On windows GSSAPI implementation is SSPI. The java 8 native implementation as many limitations ([[http://bugs.java.com/bugdatabase/view_bug.do?bug_id=6722928|see java ticket]]).

Driver contain 2 Different implementations:
* a java standard implementation will use JAAS to allow java to access TGT.
* a windows native implementation based on [[https://github.com/dblock/waffle|Waffle]]

==== Standard java SSPI implementation

===== Jaas

The driver will use the native ticket cache to get the TGT available in it using JAAS.
If the System property "java.security.auth.login.config" is empty, driver will use the following configuration :
{{{
    Krb5ConnectorContext {
        com.sun.security.auth.module.Krb5LoginModule required 
        useTicketCache=true 
        renewTGT=true 
        doNotPrompt=true; 
    };
}}}

This permit to use current user TGT cache

===== limitation on windows
Main limitation are : 
* To permit java to retrieve TGT (Ticket-Granting-Ticket), windows host need to have a registry entry set.
{{{
  HKEY_LOCAL_MACHINE\System\CurrentControlSet\Control\Lsa\Kerberos\Parameters
  Value Name: AllowTGTSessionKey
  Value Type: REG_DWORD
  Value: 1
}}}
* Kinit command must have been executed previously to connection.

=== Windows native java implementation
Implementation is based on [[https://github.com/dblock/waffle|Waffle]] that support windows SSPI based on [[https://github.com/java-native-access/jna|JNA]].

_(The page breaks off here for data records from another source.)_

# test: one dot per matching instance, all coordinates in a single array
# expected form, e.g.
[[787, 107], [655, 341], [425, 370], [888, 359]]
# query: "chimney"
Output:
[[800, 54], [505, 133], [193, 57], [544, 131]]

if waffle-jna (and dependencies) is in classpath, native implementation will automatically be used. 
(This permit to avoid any specific problem with admin right, registry, kinit ...)

Dependencies :
* [[https://maven-badges.herokuapp.com/maven-central/com.github.dblock.waffle/waffle-jna|waffle-jna 1.9.0]]
* [[https://maven-badges.herokuapp.com/maven-central/net.java.dev.jna/jna|jna 4.5.1]]
* [[https://maven-badges.herokuapp.com/maven-central/net.java.dev.jna/jna-platform|jna-platform 4.5.1]]
* [[https://maven-badges.herokuapp.com/maven-central/org.slf4j/jcl-over-slf4j|jcl-over-slf4j 1.7.14]]
* [[https://maven-badges.herokuapp.com/maven-central/org.slf4j/slf4j-api|slf4j-api 1.7.14]]

==Possible errors

* "GSSException: Failure unspecified at GSS-API level (Mechanism level: No Kerberos credentials available)"

  There is no active credential. Check with klist that there is an existing credential. If not create it with the "kinit" command
  
* "java.sql.SQLInvalidAuthorizationSpecException: Could not connect: GSSAPI name mismatch, requested 'userOne@EXAMPLE.COM', actual name 'userTwo@EXEMPLE.COM'"

  There is an existing credential, but doesn't correspond to the connection user. 
  example :
    if user is created with a command like 
    ```script
    CREATE USER userOne@'%' IDENTIFIED WITH gssapi AS 'userTwo@EXAMPLE.COM';
    ```
    klist must show the same principal (userTwo@EXAMPLE.COM in this example)
    
* "GSSException: No valid credentials provided (Mechanism level: Clock skew too great (37))". The Kerberos protocol requires the time of the client 

  and server to match: if the system clocks of the client does not match that of the KDC server, authentication will fail with this kind of error. 
  The simplest way to synchronize the system clocks is to use a Network Time Protocol (NTP) server.